The first half of the show was excellent in terms of music, movement, lighting and so on.  I thought I could follow a storyline from first world war horror through heavy industrial working conditions to fairground roustabouting, then racecourse gambling, confrontations between gangs and finally a romeo and juliet wedding that ended tragically as the juliet was shot dead.

I've still no idea if I followed the story correctly or not but we went off to the bar with our paniers, got some drinks and headed back in to get to our proper seats.  We found them amongst a certain amount of hilarity and they were better positioned but mini disaster struck when my wine was upset.  No tragedy but some of it fell on the jacket of a young woman in the row in front.  She and her mum were not happy, quite miffed in fact.  The proffering of apologies and cash to get it cleaned etc were huffily turned down.  As far as I could tell it was not a garment that would have suffered much from a dollop of white wine.  High steet rather than haute couture but hey.

Now the second half is where I couldn't work out what was happening.  There was a very good sequence where the cast pranced around in their undies.  Why?  I haven't a clue. There was a lot of fighting.  Why?  Vengeance being sought for the bride killing perhaps.  It was brilliant stuff, terribly well choreographed but I couldn't tell who was fighting who and it went on just too long.
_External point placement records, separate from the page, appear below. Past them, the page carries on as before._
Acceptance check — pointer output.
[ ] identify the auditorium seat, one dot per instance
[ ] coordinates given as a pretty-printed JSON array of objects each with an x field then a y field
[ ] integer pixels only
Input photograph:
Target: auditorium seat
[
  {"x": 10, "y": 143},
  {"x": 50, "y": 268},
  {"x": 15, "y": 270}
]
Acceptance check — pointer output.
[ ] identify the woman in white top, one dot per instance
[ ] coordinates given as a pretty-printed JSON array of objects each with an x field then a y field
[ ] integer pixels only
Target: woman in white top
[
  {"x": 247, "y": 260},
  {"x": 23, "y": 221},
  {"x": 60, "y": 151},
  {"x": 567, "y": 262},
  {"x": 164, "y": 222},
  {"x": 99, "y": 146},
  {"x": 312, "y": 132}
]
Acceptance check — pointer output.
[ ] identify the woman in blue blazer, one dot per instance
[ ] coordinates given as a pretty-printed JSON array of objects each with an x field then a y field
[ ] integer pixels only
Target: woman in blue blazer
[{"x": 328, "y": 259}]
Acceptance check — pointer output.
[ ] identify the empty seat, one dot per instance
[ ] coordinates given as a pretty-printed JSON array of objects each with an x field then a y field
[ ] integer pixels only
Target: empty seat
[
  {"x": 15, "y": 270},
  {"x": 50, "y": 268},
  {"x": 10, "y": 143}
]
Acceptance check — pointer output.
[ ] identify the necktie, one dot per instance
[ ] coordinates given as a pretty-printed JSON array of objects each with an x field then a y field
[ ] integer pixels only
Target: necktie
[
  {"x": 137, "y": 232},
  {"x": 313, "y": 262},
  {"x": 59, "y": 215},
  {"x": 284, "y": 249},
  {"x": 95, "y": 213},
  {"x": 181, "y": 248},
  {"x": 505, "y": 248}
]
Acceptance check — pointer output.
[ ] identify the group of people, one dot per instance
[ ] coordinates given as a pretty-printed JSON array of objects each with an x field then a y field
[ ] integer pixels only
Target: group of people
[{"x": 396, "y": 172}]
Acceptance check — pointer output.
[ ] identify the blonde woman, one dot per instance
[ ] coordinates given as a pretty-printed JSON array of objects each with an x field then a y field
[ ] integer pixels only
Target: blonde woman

Eventually it finished.  It was a great show well up to Rambert's high standards but the Peaky Blinders mystery remains unsolved. 

As I said we were a bit behind schedule getting tickets for this show but I'm well ahead of the game for next year's Olympics.  I've booked three days watching the sailing in Marseille.  It's standing room in the marina at only 24 euros a pop.  Hopefully they'll have a big screen or two otherwise I won't see much of what's happening on the water but I'm looking forward to the buzz.